Today, though, even without symmetrical, you look at the performance–the download growth still outstrips upload growth. But when you start thinking about next-generation technologies like VR over distance or lightfield collaborations, all those things–we’ve already developed that. The chip work is being done by the silicon providers.
Again, the nice thing is, the cable operators can choose. Is the market demand there for it? How much capacity in the cable do they need to make available? The nice thing about full duplex is it takes advantage of the full bandwidth of the entire coax up, and then the full coax down. You don’t have any of the funky spectrum segmentation that we’ve dealt with historically. We’ve eliminated that constraint. It allows the cable operators to pick and choose the services they want to offer.

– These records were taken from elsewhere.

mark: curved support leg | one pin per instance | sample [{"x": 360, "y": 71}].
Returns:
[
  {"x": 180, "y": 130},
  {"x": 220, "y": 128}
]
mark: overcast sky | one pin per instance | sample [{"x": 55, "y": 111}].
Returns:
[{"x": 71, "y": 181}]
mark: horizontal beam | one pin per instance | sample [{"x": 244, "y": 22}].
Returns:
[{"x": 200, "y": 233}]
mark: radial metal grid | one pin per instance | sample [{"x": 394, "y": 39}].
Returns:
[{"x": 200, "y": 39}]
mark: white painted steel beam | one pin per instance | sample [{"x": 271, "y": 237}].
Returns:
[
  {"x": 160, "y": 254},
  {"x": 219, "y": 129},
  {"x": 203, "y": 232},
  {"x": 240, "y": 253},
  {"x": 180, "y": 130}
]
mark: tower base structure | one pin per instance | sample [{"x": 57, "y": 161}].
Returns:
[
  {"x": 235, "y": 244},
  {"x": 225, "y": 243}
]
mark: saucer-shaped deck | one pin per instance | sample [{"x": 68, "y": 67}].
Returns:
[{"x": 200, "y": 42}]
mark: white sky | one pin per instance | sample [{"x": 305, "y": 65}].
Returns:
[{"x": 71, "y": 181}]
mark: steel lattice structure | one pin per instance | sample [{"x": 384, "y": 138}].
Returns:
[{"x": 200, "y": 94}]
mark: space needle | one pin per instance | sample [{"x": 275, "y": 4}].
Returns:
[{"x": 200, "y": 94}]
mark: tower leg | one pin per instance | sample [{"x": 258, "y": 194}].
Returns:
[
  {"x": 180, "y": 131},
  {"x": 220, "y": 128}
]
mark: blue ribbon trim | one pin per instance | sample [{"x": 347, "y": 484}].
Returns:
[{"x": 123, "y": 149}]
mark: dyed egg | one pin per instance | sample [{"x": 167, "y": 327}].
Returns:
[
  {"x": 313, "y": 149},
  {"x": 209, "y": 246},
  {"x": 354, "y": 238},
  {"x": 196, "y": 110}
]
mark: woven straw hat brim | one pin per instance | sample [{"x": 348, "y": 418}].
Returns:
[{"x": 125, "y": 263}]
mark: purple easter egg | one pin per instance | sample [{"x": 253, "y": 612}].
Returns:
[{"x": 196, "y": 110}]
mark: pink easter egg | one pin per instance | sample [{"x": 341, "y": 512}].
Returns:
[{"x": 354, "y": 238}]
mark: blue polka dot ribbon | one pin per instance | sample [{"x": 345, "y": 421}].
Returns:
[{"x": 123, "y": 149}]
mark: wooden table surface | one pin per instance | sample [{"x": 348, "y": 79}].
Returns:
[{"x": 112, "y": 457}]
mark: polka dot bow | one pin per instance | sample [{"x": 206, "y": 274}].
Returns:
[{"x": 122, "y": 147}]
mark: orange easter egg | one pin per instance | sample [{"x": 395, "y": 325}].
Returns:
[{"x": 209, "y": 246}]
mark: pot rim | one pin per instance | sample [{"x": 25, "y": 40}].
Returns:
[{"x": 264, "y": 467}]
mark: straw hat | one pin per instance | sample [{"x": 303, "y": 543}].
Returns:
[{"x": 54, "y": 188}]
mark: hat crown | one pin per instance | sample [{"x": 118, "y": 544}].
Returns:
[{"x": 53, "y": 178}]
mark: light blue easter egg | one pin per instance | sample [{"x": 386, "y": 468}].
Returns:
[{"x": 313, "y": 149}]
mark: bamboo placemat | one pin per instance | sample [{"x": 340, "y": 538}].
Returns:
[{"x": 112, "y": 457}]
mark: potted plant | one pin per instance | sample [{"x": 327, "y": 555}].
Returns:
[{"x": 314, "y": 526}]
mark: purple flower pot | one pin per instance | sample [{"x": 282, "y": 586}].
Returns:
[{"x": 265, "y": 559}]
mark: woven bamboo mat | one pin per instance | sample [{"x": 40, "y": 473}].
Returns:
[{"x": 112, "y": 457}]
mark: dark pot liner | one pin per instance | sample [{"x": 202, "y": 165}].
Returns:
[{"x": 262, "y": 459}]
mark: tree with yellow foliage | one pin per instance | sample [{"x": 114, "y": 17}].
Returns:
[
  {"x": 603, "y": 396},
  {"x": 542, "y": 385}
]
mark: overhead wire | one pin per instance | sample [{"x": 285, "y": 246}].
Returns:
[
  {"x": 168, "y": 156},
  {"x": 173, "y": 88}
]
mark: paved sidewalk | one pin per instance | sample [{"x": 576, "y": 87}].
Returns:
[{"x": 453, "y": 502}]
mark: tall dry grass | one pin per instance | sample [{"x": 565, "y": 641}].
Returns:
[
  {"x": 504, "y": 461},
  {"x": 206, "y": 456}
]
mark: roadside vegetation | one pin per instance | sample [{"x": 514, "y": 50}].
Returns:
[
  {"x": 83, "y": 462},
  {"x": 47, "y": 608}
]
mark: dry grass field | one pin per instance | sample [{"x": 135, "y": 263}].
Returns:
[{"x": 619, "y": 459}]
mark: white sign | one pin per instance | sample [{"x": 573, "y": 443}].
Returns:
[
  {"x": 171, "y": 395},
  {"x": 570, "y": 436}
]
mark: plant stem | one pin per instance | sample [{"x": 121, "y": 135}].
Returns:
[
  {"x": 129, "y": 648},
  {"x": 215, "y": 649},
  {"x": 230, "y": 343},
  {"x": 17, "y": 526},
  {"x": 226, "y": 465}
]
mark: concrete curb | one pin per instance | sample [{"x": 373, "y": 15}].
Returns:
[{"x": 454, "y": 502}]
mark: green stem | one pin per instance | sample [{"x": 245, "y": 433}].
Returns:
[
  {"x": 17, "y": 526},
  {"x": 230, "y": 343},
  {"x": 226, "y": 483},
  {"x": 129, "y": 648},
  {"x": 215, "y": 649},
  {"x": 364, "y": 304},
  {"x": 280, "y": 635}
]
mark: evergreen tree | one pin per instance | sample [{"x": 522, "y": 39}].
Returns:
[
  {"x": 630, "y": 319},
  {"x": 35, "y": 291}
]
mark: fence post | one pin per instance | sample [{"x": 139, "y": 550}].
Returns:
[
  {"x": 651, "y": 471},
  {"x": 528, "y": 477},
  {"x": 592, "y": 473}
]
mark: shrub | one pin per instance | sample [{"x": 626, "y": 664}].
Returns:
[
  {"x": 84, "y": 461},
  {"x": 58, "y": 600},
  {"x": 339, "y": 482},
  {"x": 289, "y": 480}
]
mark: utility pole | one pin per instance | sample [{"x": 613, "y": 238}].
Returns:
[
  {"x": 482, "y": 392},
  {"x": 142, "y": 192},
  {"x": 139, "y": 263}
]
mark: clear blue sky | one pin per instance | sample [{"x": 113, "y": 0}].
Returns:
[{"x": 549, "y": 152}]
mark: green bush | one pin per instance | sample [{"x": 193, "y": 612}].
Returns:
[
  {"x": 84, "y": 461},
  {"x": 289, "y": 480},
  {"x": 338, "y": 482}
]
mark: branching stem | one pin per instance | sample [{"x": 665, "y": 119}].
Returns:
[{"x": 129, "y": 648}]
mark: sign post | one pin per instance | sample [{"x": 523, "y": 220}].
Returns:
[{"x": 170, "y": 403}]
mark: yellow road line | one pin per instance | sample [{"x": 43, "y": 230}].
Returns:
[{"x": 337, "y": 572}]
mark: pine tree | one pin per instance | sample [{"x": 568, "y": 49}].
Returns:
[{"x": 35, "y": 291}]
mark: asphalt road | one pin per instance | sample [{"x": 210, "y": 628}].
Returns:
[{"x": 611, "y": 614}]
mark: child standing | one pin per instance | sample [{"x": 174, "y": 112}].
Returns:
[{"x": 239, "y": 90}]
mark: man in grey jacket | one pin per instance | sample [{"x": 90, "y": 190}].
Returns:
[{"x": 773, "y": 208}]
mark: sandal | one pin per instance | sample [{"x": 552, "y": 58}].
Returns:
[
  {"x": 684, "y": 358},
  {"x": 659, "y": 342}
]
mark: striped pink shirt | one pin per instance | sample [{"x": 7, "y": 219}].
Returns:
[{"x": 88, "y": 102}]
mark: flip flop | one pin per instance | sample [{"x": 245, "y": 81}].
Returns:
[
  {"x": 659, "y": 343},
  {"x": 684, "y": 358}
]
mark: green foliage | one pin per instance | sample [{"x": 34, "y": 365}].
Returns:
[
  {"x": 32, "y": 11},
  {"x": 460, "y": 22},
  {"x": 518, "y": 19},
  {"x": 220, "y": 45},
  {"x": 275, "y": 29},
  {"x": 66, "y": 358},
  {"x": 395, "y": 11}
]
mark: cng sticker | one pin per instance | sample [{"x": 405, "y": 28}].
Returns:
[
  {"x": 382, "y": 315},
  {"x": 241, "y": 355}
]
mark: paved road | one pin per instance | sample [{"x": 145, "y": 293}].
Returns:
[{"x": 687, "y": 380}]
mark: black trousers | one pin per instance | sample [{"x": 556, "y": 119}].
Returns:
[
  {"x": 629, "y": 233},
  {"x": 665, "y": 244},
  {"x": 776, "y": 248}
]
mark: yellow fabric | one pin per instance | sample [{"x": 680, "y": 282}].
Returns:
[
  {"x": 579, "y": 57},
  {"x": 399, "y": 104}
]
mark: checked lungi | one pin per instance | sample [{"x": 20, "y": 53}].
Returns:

VentureBeat: What are you doing at the Wednesday event?
McKinney: Basically getting into more detail. A lot of people have questions. What are the technology pieces that make this up? What technology holes are there? Are there any unknowns? Is 10G going to be real, or is it another far-reaching prediction that may not become a reality? We just decided we would be better off getting everybody together and letting the press hear from the CEOs. Pat Esser, the CEO of Cox, is there. Tom Rutledge, CEO of Charter. Tony Werner, the president of Comcast Technology. It isn’t just me talking about the stuff we do in the lab. These are the guys putting billions of dollars into their network to deliver this.
VentureBeat: Is that what it’s going to take, that kind of huge capital investment?
McKinney: No, not at all. If you look at the total investment to go from 100 megabytes to one gigabyte, it didn’t require any step function in capital spend. The cable industry is on this consistent incremental capital spend model. That’ll be the same with one gig to 10 gig. There’s no step function in capital spend. It’s just part of the normal annual investment that occurs in the network. It’s just part of the industry.